Este elemento participativo ha traído consigo demoras e interminables debates, pero demuestra que es posible creer que vivimos en democracia. Estos procesos parecen sugerir que el ministerio ve su rol como uno de facilitación y no de agente activo en el desarrollo del ecosistema cultural.
El ministerio cumple el rol invaluable de facilitar las mesas de consulta con el sector y consensuar resultados que satisfagan las prioridades políticas y limitaciones presupuestarias. Esta facilitación parece venir de un ente desasociado a las realidades del sector.

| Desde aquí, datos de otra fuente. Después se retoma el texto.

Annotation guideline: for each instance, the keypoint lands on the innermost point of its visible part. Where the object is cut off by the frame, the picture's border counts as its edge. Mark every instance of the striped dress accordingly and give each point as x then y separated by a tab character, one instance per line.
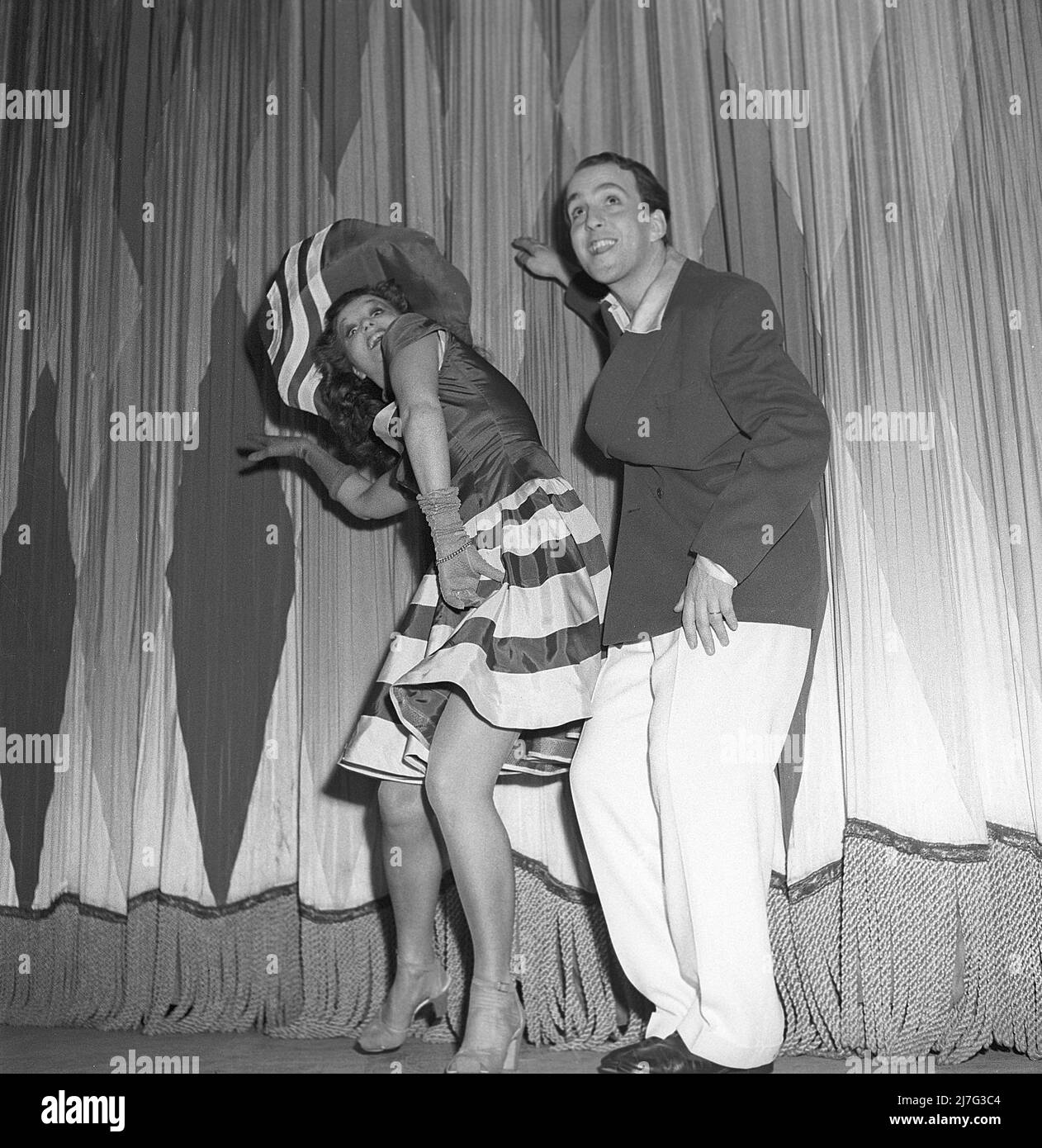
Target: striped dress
528	656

El ministerio parece decir que su rol es poner a artistas y empresas a coleccionar paz y salvos con el objetivo de conseguir sellitos azules oficiales. Parece no reconocer que primero es necesario mantener en óptimo estado la infraestructura de espacios culturales en todo el país, no solo en una esquina de la ciudad de Panamá. El ministerio parece decirnos que su rol es contar cuántos artistas panameños están en una tarima.
Parece no reconocer que también es necesario desarrollar, a largo plazo y al más alto nivel, el capital humano que requiere el sector cultural para producir eventos de alta calidad y apoyar objetivos de desarrollo sostenible. En la Ley del Artista, que sin cambios al borrador existente solo respondería a los intereses de un limitado grupo, el ministerio parece decirnos que su rol es incrementar los costos variables de producción de eventos culturales y artísticos.
No reconoce la necesidad de incentivar a largo plazo el desarrollo de micro y pequeñas empresas culturales e implementar programas de inserción laboral. El Ministerio de Cultura está actuando basado en la creencia de un utópico libre mercado que solo ha traído una perniciosa concentración económica. Sin un entendimiento actualizado del rol del sector público y sin el apoyo de fundaciones, patronatos, empresas, gestores culturales y cooperativas, corremos el riesgo de perder las oportunidades económicas que nos promete una política cultural bien diseñada e implementada.